Here nature opens all her secret springs,
And heav’n-born science plumes her eagle wings :
Too long had bigot rage, with malice swell’d,
Crush’d her strong pinions, and her flight witheld ;
Too long to check her ardent progress strove :
So writhes the serpent round the bird of Jove ;
Hangs on her flight, restrains her tow’ring wing,
Twists its dark folds, and points its venom’d sting.
Yet still (if aught aright the Muse divine)
Her rising pride shall mock the vain design ;
On sounding pinions yet aloft shall soar,
And thro’ the azure deep untravel’d paths explore.
Where science smiles, the Muses join the train ;
And gentlest arts and purest manners reign.
Ye generous youth who love this studious shade,

How rich a field is to your hopes display’d !
Knowledge to you unlocks the classic page ;
And virtue blossoms for a better age.
Oh golden days! oh bright unvalued hours !
What bliss (did ye but know that bliss) were yours?
With richest stores your glowing bosoms fraught,
Perception quick, and luxury of thought ;
The high designs that heave the labouring soul,
Panting for fame, impatient of controul ;
And fond enthusiastic thought, that feeds
On pictur’d tales of vast heroic deeds ;
And quick affections, kindling into flame
At virtue’s, or their country’s honour’d name ;
And spirits light to every joy in tune ;
And friendship ardent as a summer’s noon ;
And generous scorn of vice’s venal tribe ;
And proud disdain of interest’s sordid bribe ;
And conscious honour’s quick instinctive sense ;

And smiles unforc’d ; and easy confidence ;
And vivid fancy, and clear simple truth ;
And all the mental bloom of vernal youth.

How bright the scene to fancy’s eye appears,
Thro’ the long perspective of distant years,
When this, this little group their country calls
From academic shades and learned halls,
To fix her laws, her spirit to sustain,
And light up glory thro’ her wide domain !
Their various tastes in different arts display’d,
Like temper’d harmony of light and shade,
With friendly union in one mass shall blend,
And this adorn the state, and that defend.
These the sequester’d shade shall cheaply please,
With learned labour and inglorious ease :
With those, impell’d by some resistless force,
O’er seas and rocks shall urge their vent’rous course ;

Rich fruits matur’d by glowing suns behold,
And China’s groves of vegetable gold ;
From every land the various harvest spoil,
And bear the tribute to their native soil :
But tell each land (while every toil they share,
Firm to sustain, and resolute to dare,)
MAN is the nobler growth our realms supply,
And SOULS are ripen’d in our northern sky.

Some pensive creep along the shelly shore ;
Unfold the silky texture of a flower ;
With sharpen’d eyes inspect an hornet’s sting,
And all the wonders of an insect’s wing.
Some trace with curious search the hidden cause
Of nature’s changes, and her various laws ;
Untwist her beauteous web, disrobe her charms,
And hunt her to her elemental forms :
Or prove what hidden powers in herbs are found

To quench disease and staunch the burning wound ;
With cordial drops the fainting head sustain,
Call back the flitting soul, and still the throbs of pain.
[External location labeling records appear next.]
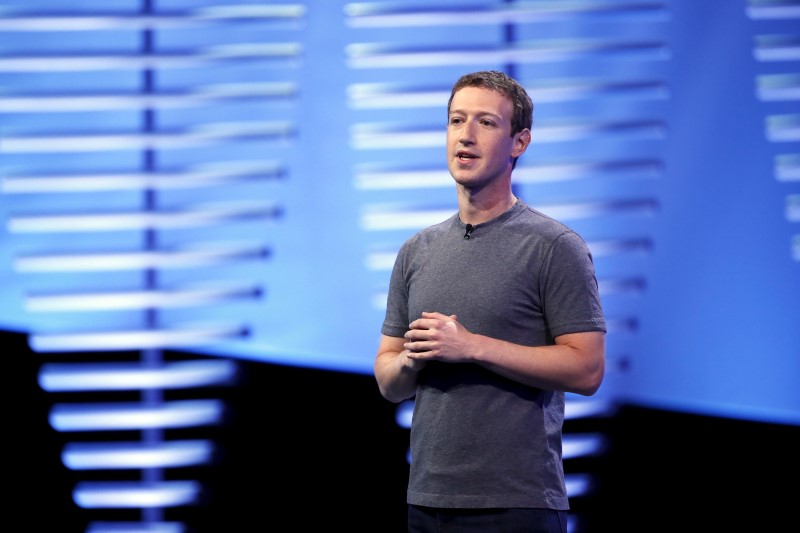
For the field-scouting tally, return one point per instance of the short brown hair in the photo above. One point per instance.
(506, 85)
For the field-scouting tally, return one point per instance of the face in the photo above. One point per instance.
(480, 148)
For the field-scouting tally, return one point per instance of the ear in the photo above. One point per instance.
(521, 142)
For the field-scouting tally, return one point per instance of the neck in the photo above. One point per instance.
(474, 210)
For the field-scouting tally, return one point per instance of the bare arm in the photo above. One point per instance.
(395, 372)
(576, 363)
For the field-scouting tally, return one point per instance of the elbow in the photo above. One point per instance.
(391, 395)
(590, 384)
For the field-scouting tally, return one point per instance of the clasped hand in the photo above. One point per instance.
(435, 336)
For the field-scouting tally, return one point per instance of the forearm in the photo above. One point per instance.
(396, 375)
(576, 363)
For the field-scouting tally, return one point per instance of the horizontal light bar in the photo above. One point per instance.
(776, 10)
(113, 416)
(137, 181)
(133, 339)
(136, 455)
(403, 220)
(27, 23)
(54, 103)
(201, 58)
(194, 138)
(161, 259)
(778, 87)
(375, 15)
(787, 167)
(377, 56)
(792, 209)
(116, 495)
(64, 377)
(145, 299)
(777, 48)
(197, 216)
(136, 527)
(783, 128)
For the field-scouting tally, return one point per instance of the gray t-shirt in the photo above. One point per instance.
(479, 440)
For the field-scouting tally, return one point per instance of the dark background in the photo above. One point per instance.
(313, 450)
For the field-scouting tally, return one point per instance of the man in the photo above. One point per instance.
(492, 316)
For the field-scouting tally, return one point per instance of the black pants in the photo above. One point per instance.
(436, 520)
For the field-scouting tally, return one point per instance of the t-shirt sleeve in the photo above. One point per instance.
(395, 323)
(570, 289)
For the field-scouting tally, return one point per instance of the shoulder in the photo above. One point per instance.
(543, 226)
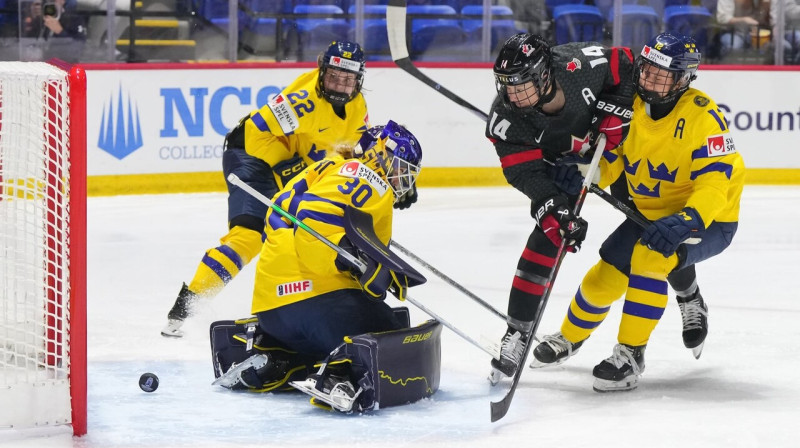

The patriot passion this shall strongly feel,
Ardent, and glowing with undaunted zeal ;
With lips of fire shall plead his country’s cause,
And vindicate the majesty of laws.
This cloath’d with Britain’s thunder, spread alarms
Thro’ the wide earth, and shake the pole with arms.
That to the sounding lyre his deeds rehearse,
Enshrine his name in some immortal verse,
To long posterity his praise consign,
And pay a life of hardships by a line.
While others, consecrate to higher aims,
Whose hallow’d bosoms glow with purer flames,
Love in their heart, persuasion in their tongue,
With words of peace shall charm the list’ning throng,

Draw the dread veil that wraps th’ eternal throne,
And launch our souls into the bright unknown.